A Communication Conundrum

Posted by on Nov 30, 2011 in ComLead, Managing Not-For-Profit Organizations, Organizational Leadership

The definition of interpersonal communication varies depending on who you ask (or who you cite). The challenge of communication begins with the fact that people have different ideas of what comprises the act of communicating. Most definitions involve the sending and receiving of messages to create mutual understanding. While this sounds easy, think about how often in a day you miscommunicate. Almost everything we do involves communication of some sort- whether it is interpersonal, organizational or from the mass media. We spend time improving our abilities in math, grammar, and science. Often times, improving how we communicate gets lost in the shuffle.
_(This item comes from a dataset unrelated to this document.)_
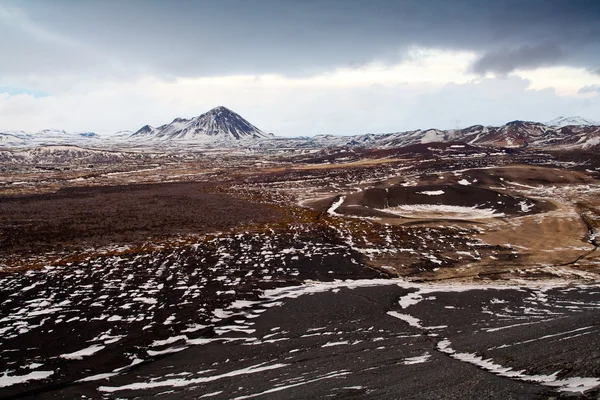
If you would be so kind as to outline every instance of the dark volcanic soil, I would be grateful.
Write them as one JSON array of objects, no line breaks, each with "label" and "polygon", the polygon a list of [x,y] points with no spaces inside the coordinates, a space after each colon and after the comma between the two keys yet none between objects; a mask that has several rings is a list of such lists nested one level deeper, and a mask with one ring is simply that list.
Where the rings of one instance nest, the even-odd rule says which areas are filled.
[{"label": "dark volcanic soil", "polygon": [[[293,293],[266,302],[245,340],[189,347],[35,398],[546,400],[599,394],[593,388],[600,373],[597,288],[462,291],[390,282]],[[482,368],[481,358],[521,377]],[[537,374],[556,386],[536,383]],[[592,383],[578,387],[583,381],[575,377]]]},{"label": "dark volcanic soil", "polygon": [[0,255],[210,233],[277,220],[269,206],[210,193],[206,183],[68,188],[0,198]]},{"label": "dark volcanic soil", "polygon": [[[529,167],[484,180],[491,170],[465,169],[492,161],[432,158],[410,174],[400,162],[274,168],[218,188],[171,183],[0,197],[0,261],[13,256],[24,267],[0,271],[0,399],[596,399],[597,281],[527,282],[580,271],[528,270],[527,253],[481,239],[485,222],[432,218],[416,226],[409,224],[421,221],[339,215],[447,204],[520,216],[549,206],[511,196],[515,184],[588,182]],[[385,189],[401,182],[425,185]],[[373,189],[357,193],[367,185]],[[286,202],[290,188],[336,196],[315,202],[319,214]],[[269,196],[273,205],[233,191]],[[353,194],[331,207],[342,193]],[[598,214],[589,203],[580,206],[586,218]],[[494,224],[504,222],[513,221]],[[562,235],[552,230],[561,224],[548,226],[525,232]],[[149,238],[156,246],[78,251]],[[27,255],[47,251],[72,257],[27,264]],[[393,274],[413,281],[387,279]],[[457,276],[443,286],[423,283]],[[518,276],[516,286],[493,285],[504,276]]]},{"label": "dark volcanic soil", "polygon": [[[234,340],[252,331],[240,321],[263,289],[386,276],[359,260],[330,232],[315,229],[223,234],[148,254],[0,273],[0,398],[48,398],[47,391],[82,378],[199,342]],[[51,378],[2,379],[3,372],[27,376],[32,365],[37,373],[51,371]]]}]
Imagine if it didn’t. For my leadership class this past semester, we had to create a communication goal and outline measureable objectives to determine if we had met those goals. My goal was to contribute my ideas. Twice a week, when I found myself in a situation where I refrained from speaking, I had to write down why I didn’t. Then I had to determine the impact it had on myself and the effectiveness of the group or organization. It was eye opening to how frequently I don’t speak up. This helped me to acknowledge my flaw and work to improve on it.

This is something that I wouldn’t have done if I wasn’t mandated. No one likes to think about their areas of weakness. But, that is the way to strengthen them. Another important teachable moment is that people can communicate better. We spend a lot of time learning algebraic expressions and the molecular breakdown of photosynthesis in our years. Now that many of us find ourselves in professions where that knowledge isn’t directly related to our jobs, it may be a good idea to focus on developing our “soft skills” that can help our careers and interpersonal relationships. Some ways to improve communication skills are:

1. Enroll in the MS in Communication and Leadership at Canisius (but really, you should).
2. Set your own communication goal for 30 days.
3.Take a look at these 50 communication blogs that cover the various aspects of communication. (41-45 deal with interpersonal communication)

What are your communication goals? I’d love to hear what works for you when trying to improve your communication skills.